Keywords

1 Construction Hazard

Construction sites have been considered as some of the most hazardous venues. Many previous researches have studied the causes of construction accidents and various safety measures. One company in Hong Kong aspires to improve safety via the utilisation of virtual reality [10, 11]. While most of these studies have highlighted the human aspect, we propose to utilise the fast R-CNN object detection method to detect the construction hazard on sites and employ mixed reality to enable the artificial intelligence to detect the hazard.

2 Object Detection—Related Works

Object detection has been prominently adopted within image recognition processes and computer vision tasks such as pose estimation [6, 8], vehicle detection [14, 25], surveillance [7, 13], face detection, face recognition [12] and pedestrian detection [23, 26]. In object detection, an algorithm is required to solve two basic problems which are image classification and localisation.
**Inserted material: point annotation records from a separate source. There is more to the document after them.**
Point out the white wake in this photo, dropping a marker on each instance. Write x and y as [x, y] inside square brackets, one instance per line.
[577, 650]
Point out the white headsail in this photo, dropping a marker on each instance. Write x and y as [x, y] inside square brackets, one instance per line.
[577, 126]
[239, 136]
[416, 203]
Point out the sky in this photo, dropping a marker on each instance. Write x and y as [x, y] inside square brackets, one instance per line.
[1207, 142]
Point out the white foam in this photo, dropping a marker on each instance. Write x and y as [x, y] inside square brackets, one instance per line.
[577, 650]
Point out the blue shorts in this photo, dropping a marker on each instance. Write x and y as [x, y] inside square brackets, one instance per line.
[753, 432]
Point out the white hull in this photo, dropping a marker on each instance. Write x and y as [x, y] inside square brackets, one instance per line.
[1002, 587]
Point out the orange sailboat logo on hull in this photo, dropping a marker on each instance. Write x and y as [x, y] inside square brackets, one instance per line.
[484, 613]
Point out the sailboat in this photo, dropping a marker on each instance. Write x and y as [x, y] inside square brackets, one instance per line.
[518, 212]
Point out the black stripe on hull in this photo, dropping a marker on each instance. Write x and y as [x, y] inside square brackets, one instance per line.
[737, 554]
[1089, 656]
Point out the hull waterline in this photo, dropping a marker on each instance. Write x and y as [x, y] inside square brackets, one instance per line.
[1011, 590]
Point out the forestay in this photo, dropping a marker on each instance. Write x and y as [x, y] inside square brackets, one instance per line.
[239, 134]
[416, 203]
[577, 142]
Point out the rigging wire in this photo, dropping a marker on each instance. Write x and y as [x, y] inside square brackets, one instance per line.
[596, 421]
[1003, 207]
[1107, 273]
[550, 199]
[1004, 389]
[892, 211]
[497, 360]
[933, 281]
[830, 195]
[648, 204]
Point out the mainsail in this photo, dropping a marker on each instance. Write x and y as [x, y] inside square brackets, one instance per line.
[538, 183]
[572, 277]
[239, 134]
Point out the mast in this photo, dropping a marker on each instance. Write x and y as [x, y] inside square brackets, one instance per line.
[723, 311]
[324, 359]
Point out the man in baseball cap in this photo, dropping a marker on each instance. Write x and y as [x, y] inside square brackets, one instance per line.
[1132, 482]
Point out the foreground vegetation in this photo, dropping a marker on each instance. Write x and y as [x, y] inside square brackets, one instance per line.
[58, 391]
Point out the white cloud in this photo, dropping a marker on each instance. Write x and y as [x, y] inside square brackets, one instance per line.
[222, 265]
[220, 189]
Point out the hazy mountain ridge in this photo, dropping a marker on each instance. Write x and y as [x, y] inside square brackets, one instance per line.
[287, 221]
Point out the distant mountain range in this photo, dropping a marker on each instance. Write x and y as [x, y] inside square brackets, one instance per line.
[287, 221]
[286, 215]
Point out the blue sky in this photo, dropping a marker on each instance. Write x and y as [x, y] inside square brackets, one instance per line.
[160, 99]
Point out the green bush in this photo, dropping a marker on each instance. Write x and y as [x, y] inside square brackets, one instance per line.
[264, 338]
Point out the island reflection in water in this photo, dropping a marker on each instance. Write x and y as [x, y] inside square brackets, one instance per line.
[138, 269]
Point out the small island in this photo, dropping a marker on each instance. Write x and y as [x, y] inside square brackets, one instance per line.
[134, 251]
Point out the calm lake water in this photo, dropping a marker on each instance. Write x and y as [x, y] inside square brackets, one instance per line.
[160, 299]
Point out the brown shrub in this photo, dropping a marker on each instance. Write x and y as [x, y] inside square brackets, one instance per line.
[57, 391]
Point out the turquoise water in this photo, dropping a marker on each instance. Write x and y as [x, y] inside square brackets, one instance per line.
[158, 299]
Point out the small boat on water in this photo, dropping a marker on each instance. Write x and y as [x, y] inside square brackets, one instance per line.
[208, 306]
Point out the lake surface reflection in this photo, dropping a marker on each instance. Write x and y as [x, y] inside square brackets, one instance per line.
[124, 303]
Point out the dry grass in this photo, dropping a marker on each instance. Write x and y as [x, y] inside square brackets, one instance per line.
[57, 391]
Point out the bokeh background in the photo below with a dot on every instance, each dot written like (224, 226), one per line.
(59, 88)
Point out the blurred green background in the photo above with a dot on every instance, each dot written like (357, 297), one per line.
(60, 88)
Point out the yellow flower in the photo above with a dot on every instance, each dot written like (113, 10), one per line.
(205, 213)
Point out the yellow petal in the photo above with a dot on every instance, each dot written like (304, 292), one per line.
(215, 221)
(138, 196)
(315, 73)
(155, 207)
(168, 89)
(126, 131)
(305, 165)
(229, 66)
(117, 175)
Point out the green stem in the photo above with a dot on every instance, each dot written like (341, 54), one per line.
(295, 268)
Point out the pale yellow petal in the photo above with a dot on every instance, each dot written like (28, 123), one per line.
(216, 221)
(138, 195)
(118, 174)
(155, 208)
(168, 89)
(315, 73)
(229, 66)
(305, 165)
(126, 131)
This paper attempts to construct an object detection model to identify hazardous objects which may exist in construction sites. The photograph database we have built recognises and locates similar objects such as holes and wires which can then be displayed in an MR environment projected on HoloLens. Once the database sets up, it can establish the prediction API for training iteration (Figs. 1, 2, 3, 4 and 5).

Fig. 1
figure 1

Sample object input of the ‘hole’ figures

Fig. 2
figure 2

Sample object input of electrical wire figures

Fig. 3
figure 3

Test for hole 1

Fig. 4
figure 4

Test for hole 2

Fig. 5
figure 5

Test for wire

Mixed Reality

In recent years, technological breakthroughs in mixed reality (MR) have allowed us to apply such holograms in various ways. Using the novel techniques in MR, real-life situations and computer-generated visual information are combined to create a hybrid expression which enhances the technological developments and practices in the architecture, engineering and construction (AEC) industries [1, 19].
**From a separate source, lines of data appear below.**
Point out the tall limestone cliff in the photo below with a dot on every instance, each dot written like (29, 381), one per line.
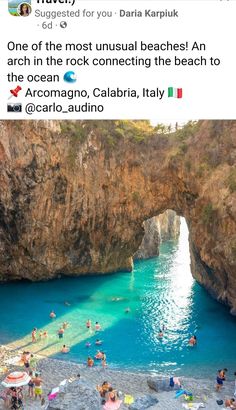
(74, 195)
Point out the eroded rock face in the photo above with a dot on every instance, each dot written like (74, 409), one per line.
(73, 198)
(163, 227)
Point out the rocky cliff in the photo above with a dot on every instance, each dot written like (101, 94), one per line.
(74, 195)
(158, 229)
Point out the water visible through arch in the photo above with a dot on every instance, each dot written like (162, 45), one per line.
(159, 292)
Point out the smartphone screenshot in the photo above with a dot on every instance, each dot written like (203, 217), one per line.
(117, 205)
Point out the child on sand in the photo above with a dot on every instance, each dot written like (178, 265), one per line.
(104, 360)
(31, 385)
(88, 324)
(220, 379)
(97, 327)
(65, 349)
(33, 334)
(90, 362)
(231, 403)
(38, 386)
(61, 332)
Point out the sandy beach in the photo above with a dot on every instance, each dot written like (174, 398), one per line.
(53, 371)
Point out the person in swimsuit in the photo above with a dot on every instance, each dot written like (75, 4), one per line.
(104, 360)
(31, 385)
(33, 334)
(52, 314)
(160, 334)
(38, 391)
(88, 324)
(65, 325)
(33, 363)
(192, 341)
(65, 349)
(220, 379)
(25, 359)
(61, 332)
(90, 362)
(97, 327)
(231, 403)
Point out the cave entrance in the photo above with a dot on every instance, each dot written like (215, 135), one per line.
(167, 226)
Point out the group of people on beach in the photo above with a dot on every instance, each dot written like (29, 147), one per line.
(220, 378)
(109, 396)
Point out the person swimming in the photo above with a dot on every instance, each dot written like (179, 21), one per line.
(160, 334)
(65, 349)
(192, 341)
(33, 335)
(65, 325)
(88, 324)
(99, 355)
(61, 332)
(97, 327)
(220, 379)
(90, 362)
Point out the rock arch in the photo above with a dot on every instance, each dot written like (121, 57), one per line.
(74, 195)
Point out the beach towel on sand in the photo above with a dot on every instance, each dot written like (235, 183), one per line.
(112, 405)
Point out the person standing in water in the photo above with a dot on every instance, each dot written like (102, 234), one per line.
(104, 360)
(88, 324)
(220, 379)
(61, 332)
(38, 391)
(97, 327)
(52, 314)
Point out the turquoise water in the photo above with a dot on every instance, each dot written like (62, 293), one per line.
(160, 291)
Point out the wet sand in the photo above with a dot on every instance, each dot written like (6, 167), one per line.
(53, 371)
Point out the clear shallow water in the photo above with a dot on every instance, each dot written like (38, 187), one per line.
(160, 291)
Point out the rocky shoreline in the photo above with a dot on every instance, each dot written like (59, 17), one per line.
(53, 371)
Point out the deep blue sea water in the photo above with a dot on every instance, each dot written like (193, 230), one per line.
(160, 291)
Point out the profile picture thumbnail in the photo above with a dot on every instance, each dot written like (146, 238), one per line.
(19, 8)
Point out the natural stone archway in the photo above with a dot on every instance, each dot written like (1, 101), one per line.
(158, 229)
(74, 195)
Basically, MR consists of a variety of realms from real reality to virtual reality as precisely shown in Fig. 6. According to Milgram and Colquhoun [15], the ‘real’ and ‘virtual’ environments do not imply merely conceptual alternatives; rather, they are poles lying at opposite ends of a reality–virtuality (RV) continuum. Essentially, within the RV continuum, this is where the MR technologies take place [20]. We can use the mixed reality to see the real hazard but with a virtual label, say, for example, ‘hole’.

Fig. 6
figure 6

Order of reality concepts ranging from reality to virtuality [15, 20]

Although researches in MR have been carried out continually for several decades, the application of MR technologies is becoming mature in practical use [19]. This includes various degrees of applications such as the collaborative web space [2], scientific visualisation [18], the augmented reality (AR) system [2, 3, 5, 21, 22], displays on unmanned air vehicles [16] and 3D video-conferencing systems [17]. More recently, incredibly specific topics in MR-based technological developments have been initiated by global IT leaders such as Microsoft.

In the construction sector, the AR system has widely been adopted in practices [4, 9, 24]. AR-based devices such as head-mounted displays (HMDs) and portable tracking systems are used in different situations. Meanwhile, this paper aligns its concern specifically on the object detection embedded in MR environments, which can provide extraordinary enhancements to construct safety training and management. After successfully detecting a hazardous object, we propose to utilise the mixed reality hologram for construction workers to detect the existence of hazard or safety training, which can then allow them to have an objective criteria on whether or not that is a risk, and enhance safety on sites.

3 Conclusion

It can be advantageous to apply MR technologies into construction practices as such technologies entail a wide range of benefits ranging from efficiency enhancement to safety improvement. This paper highlights the critical architecture in object detection in the fast R-CNN method; hence, with the assistance of Azure, it can adapt the pre-structured scripts to save time in code development. At the same time, it performs effectively with a sufficient database installed and accurate training tests. The custom vision tests 1–3 demonstrate that it is capable of training and recognising the hazardous objects and their locations which may exist in construction sites. If we go one step forward, we can deploy it to HoloLens and consequently identify the hazard on sites.